SANS | publié le : 24.02.2004 |

L'industrie automobile a eu largement recours à la main-d'oeuvre immigrée, notamment d'origine maghrébine, dans les années 1970. Elle a, généralement, accepté de ménager une place à la religion de ces salariés, par exemple à Renault Flins ou PSA Aulnay.

Des mosquées près des chaînes de montage : au début des années 1980, la solution est apparue aux directions des usines automobiles de Renault à Flins (78), ou de Citroën à Aulnay (93). Aujourd'hui, les musulmans, pratiquants ou non, représentent encore quelques centaines de personnes sur 5 000 à la production dans l'usine de Flins, dont l'effectif était de 9 000 personnes il y a cinq ans. La proportion de musulmans a sans doute baissé, vingt ans après les vagues de recrutements de main-d'oeuvre immigrée des années 1960 et 1970, venant notamment du Maghreb. Et ces ouvriers ont été stratégiques pour la production automobile française.

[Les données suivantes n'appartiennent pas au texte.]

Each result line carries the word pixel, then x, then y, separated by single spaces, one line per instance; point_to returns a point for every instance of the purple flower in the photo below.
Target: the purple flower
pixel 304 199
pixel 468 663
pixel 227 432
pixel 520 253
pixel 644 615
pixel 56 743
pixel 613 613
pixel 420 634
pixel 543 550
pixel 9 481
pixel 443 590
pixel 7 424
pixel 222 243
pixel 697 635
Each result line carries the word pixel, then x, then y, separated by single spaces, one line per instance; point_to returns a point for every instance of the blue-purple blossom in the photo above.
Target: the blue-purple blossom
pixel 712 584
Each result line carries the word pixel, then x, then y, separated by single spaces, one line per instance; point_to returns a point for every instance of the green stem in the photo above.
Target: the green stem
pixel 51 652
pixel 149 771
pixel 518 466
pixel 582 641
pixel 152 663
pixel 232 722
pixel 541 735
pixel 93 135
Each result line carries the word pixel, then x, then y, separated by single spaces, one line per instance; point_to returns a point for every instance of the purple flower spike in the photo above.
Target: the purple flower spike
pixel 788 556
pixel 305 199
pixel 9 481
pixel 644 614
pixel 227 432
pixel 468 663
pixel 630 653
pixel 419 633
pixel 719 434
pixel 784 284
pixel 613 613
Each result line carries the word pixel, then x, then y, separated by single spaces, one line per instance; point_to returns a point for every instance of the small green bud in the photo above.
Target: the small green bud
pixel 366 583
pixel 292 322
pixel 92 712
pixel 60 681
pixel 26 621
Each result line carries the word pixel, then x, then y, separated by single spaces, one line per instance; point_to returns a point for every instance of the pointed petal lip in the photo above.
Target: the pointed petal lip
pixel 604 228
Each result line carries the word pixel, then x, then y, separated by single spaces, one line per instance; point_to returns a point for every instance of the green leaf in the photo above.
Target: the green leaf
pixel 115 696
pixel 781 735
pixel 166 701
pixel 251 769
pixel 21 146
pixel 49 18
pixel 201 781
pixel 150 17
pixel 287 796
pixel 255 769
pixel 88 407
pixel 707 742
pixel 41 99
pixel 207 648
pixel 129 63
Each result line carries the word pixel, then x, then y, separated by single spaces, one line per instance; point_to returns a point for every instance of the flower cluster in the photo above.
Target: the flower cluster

Organisation du travail et de l'espace

Résultat : les salles de prière, aujourd'hui moins pleines, apparaissent comme l'aménagement le plus spectaculaire de l'organisation du travail - et de l'espace - de ces sites. Les directions se sont efforcées, depuis longtemps, de prendre en compte les particularités liées à la religion de leurs ouvriers. Abdellali Mamoun, technicien de vente à la Régie, peut en témoigner. Personnalité reconnue de la communauté musulmane, il est imam itinérant après avoir été celui de Mantes-la-Jolie (78). Il fut aussi celui de Renault, chargé du prêche du vendredi dans la grande salle de prières de Flins, de 1995 à 2002. « La hiérarchie est rodée, explique-t-il aujourd'hui. Il n'y a pas de conflits, pas de xénophobie. Je n'ai pas été sollicité pour une médiation depuis plus de trois ans.

Travailler autrement

Renault a, ainsi, appris à travailler autrement, chaque année, pendant le mois du ramadan. Les temps de pause sont alors modifiés pour permettre aux musulmans pratiquants de s'alimenter dès le coucher du soleil. Au moment de la rupture du jeûne, la pause est, en effet, doublée. C'est un des compromis qu'a acceptés l'entreprise pour s'assurer des conditions de production optimales : ce temps de pause ne s'est pas fait en substitution d'un autre, mais en surplus, sans quoi, il aurait été impossible de les modifier, selon Abdellali Mamoun.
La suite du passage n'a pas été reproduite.